General information
- Type: light multi-purpose helicopter
- Manufacturer: Kamov
- Status: project

History
- First flight: 1999

= Kamov Ka-115 =

The Kamov Ka-115 Moskvichka is a light multi-purpose helicopter designed for many uses, including passenger and cargo transportation, emergency service, SAR and patrol, or charter flights.

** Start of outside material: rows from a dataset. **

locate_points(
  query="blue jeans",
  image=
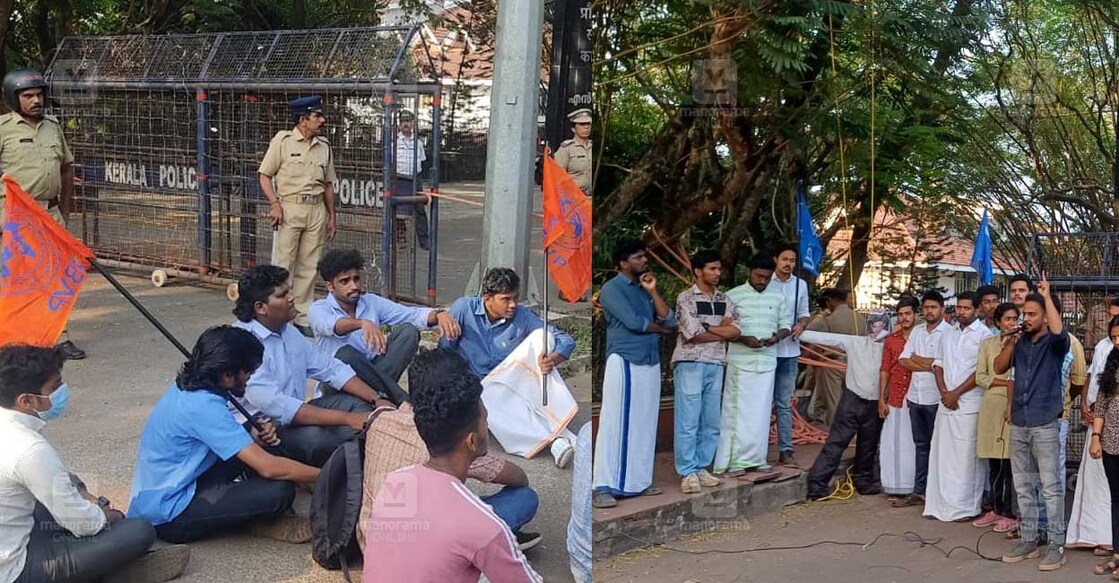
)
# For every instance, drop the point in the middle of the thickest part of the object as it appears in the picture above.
(698, 388)
(784, 383)
(1034, 461)
(516, 505)
(1062, 463)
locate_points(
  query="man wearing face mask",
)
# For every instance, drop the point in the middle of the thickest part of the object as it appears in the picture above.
(193, 452)
(34, 152)
(52, 527)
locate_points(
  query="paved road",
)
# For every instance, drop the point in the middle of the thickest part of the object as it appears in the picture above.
(859, 520)
(130, 366)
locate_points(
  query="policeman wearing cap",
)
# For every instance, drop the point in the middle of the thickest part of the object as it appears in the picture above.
(574, 154)
(410, 158)
(298, 179)
(34, 152)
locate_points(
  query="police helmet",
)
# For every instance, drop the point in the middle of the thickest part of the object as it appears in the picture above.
(20, 80)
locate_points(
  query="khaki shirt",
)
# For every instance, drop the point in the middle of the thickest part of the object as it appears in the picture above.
(575, 159)
(298, 166)
(34, 156)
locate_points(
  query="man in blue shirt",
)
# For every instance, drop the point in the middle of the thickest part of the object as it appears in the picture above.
(505, 345)
(193, 452)
(637, 317)
(1036, 401)
(347, 325)
(309, 431)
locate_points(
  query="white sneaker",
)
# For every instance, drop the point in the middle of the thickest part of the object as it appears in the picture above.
(563, 452)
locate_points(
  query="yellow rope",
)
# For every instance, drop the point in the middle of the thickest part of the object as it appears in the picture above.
(844, 489)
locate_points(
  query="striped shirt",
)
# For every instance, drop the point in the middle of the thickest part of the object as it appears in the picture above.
(393, 442)
(694, 308)
(761, 314)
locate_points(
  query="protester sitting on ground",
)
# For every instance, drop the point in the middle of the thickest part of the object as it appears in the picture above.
(52, 527)
(425, 525)
(347, 323)
(198, 471)
(393, 442)
(309, 432)
(505, 346)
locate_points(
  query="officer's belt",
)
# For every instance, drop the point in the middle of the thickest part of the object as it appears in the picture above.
(301, 199)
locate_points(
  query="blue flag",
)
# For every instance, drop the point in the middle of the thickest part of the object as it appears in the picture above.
(981, 257)
(810, 251)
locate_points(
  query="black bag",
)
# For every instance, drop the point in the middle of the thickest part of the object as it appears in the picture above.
(336, 506)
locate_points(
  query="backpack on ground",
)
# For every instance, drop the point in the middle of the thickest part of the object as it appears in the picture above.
(336, 506)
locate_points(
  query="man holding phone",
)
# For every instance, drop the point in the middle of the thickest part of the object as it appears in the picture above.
(637, 317)
(1034, 407)
(706, 323)
(763, 321)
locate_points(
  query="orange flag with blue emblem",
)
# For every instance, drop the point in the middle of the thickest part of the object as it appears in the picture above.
(41, 270)
(566, 232)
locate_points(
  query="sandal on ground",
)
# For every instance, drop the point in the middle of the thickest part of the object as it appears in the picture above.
(1109, 567)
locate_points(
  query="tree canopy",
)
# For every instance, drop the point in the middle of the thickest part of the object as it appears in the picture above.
(871, 105)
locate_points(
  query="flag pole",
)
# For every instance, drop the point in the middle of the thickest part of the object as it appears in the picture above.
(796, 221)
(544, 378)
(135, 303)
(547, 280)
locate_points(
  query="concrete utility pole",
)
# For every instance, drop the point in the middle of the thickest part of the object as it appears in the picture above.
(513, 134)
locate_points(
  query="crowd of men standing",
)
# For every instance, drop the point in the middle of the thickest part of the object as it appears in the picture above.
(968, 419)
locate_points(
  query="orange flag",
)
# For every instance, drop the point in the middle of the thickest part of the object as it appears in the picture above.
(41, 270)
(566, 232)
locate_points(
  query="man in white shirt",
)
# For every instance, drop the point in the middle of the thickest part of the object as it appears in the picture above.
(921, 350)
(788, 350)
(52, 528)
(957, 475)
(857, 414)
(309, 431)
(408, 160)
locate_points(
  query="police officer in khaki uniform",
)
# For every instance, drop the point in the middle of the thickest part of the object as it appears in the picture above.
(574, 154)
(34, 152)
(301, 205)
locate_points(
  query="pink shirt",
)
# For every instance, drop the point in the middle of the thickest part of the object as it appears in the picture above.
(428, 526)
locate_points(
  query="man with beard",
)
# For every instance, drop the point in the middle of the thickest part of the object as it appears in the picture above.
(347, 325)
(34, 152)
(504, 344)
(921, 350)
(957, 476)
(1035, 406)
(989, 299)
(788, 350)
(896, 453)
(188, 478)
(748, 398)
(310, 431)
(637, 317)
(706, 322)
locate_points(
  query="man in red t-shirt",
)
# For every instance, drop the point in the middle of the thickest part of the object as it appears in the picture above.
(896, 453)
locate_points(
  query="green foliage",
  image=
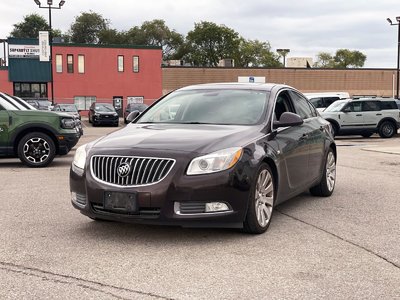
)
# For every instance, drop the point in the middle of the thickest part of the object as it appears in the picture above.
(87, 28)
(255, 54)
(344, 58)
(208, 43)
(30, 27)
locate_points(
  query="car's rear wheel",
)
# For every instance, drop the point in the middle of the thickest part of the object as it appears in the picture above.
(327, 184)
(387, 129)
(261, 202)
(36, 149)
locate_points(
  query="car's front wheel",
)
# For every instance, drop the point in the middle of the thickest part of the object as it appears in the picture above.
(261, 202)
(387, 129)
(327, 184)
(36, 150)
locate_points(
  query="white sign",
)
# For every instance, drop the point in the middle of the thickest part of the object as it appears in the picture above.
(44, 47)
(23, 51)
(135, 99)
(251, 79)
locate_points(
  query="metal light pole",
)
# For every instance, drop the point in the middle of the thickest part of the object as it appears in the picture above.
(398, 51)
(50, 7)
(283, 53)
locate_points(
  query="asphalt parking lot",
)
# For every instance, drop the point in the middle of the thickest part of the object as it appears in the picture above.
(343, 247)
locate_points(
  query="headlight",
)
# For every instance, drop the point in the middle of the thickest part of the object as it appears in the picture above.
(215, 162)
(80, 157)
(67, 123)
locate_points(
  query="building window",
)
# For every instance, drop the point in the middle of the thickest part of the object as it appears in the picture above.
(135, 64)
(70, 63)
(30, 90)
(84, 102)
(120, 63)
(58, 63)
(81, 63)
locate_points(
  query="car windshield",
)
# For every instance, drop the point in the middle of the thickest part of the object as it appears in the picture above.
(140, 107)
(104, 108)
(68, 108)
(234, 106)
(336, 106)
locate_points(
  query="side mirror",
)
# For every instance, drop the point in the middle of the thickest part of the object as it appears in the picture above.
(132, 116)
(288, 119)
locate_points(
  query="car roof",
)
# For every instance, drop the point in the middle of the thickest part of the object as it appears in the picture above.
(233, 85)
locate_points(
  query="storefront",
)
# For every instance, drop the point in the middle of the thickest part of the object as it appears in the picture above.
(83, 74)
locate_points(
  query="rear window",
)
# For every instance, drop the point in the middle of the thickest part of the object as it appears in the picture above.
(388, 105)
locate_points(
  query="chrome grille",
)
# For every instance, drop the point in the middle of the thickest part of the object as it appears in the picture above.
(143, 170)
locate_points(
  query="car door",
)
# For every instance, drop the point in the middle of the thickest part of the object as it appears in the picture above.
(314, 134)
(351, 116)
(293, 145)
(4, 131)
(371, 113)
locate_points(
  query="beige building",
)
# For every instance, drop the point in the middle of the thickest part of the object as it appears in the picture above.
(379, 82)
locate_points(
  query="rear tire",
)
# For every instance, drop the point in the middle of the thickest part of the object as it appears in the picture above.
(327, 184)
(36, 150)
(261, 201)
(387, 129)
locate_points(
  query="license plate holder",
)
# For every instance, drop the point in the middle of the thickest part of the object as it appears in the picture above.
(120, 202)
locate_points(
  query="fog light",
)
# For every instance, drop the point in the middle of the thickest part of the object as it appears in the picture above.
(216, 206)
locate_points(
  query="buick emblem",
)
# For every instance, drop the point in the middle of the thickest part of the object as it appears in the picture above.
(124, 169)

==Design and development==

Development is based on extensive use of advanced technologies tested to ensure high performance and reduce operating costs.
A full-scale mockup of the helicopter was first built to optimize the layout of technological, operational, and ergonomic features. A wind tunnel model TsAGI was created to test flight characteristics and improve aerodynamic airframe layout. Laboratories tested the air intakes' dust device to improve efficiency. A model of the Ka-115 was presented at the aerospace show MAKS-95 in Zhukovsky. Prototype's first flight was 1999 and the aircraft is in production.

The basic Ka-115 is powered by a Pratt & Whitney Canada/Klimov PW206K/2 engine that drives a coaxial rotor system, equipped with rotor de-icing. The Ka-115 features a large five-door cabin with large windows and a skid undercarriage. The cabin is fitted with vibration and noise suppression, heating and ventilation systems, and comfortable shock-absorbing crew and passenger seats.